Purple Gladioli
This is the ninth painting in the 'ten flower paintings' series.
After the Chrysanthemums painting, I've had thoughts of focus in a painting higher in my mind than they would usually be. More lately I seem to be finding myself doing things which run a bit sideways to the original plan, 'focus' is one of those things.
I keep banging on about seeing, and trying to paint what I see, but it's not so straight forward as that. I'm thinking abut how the gladioli on the stalk on the right, in the 'background' came out. If they look a bit out of focus, it's because they are, I kept them vague and blended the edges into the background. There's nothing clever about that, you just paint over them a few times with a dry brush, but it's got me thinking again about seeing, and the difference between that and painting.
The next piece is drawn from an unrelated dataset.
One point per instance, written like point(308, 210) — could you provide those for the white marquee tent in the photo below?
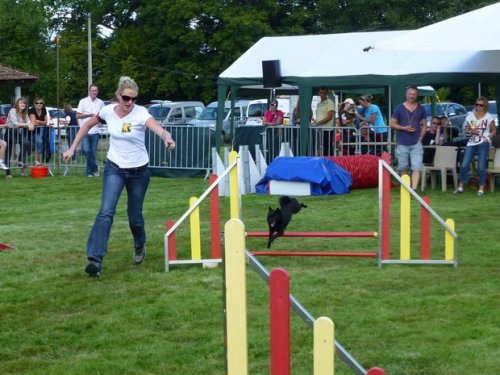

I've come to the conclusion that they happen in two distinct actions, grabbing all the information first, then selecting from that what to put in the painting, and how best to translate it. That might seem pretty obvious, but I'm sitting here thinking about it all the same.
I like the way the flowers in the background came out, it makes the ones on the left stand out more, your eye is naturally drawn to them. They also look to me like they come forward a bit, which is alright, because they were closer. But did the flowers on the right look like that? No. So I'd better come clean and admit to myself that I didn't paint what I saw.
The background wall is another case of the same thing, it's laid in with a warm wash leaning towards burnt sienna and with a lot of turps, and then cooler coloured, more towards ultramarine, neat paint is laid over it in little dabs. The actual wall wasn't mottled like that, but still I think it works ok in the painting, it helps the light. The funny thing is about shadows, they don't sit still, and most of the back wall is in light shadow. If you look hard enough into a shadow, you can see after-images from your eye in it, the light seems to dance about. I'm wondering if it's my brain that tells me the wall is flat, even white, but what my eyes see is an effect of the light, which is why it works alright in the painting (if you accept that it does, of course.)
The thing is, I've got this haunting feeling that I really shouldn't be thinking about this kind of thing yet, I should still be working on colour and tone and painting exactly what I see, at least not using any little tricks. I'm thinking that I haven't even been painting a year yet since I came back to it, and I'll be jumping ahead too quickly, something I have a habit of doing. I still need plenty of eye training more than anything else.
I don't know if I'll resolve this, I think it's probably more the ongoing conundrum kind of thing. I like this painting though, and I enjoyed doing it. I've kind of gone back to my translucent shadows and opaque highlights, although I haven't done it so deliberately with medium. It happens between the warm and cool colours in this one, warm shadows and cool lights. The cool light on the far right of the wall is what makes the shadow of the gladioli on the wall work.
Oh, something I forgot - I sat down to do this painting, I haven't done that for a long time. I've got some nasty kidney problem at the moment and my right kidney is giving me jip. I maybe didn't stand back as much as usual, but apart from that sitting down didn't make a blind bit of difference.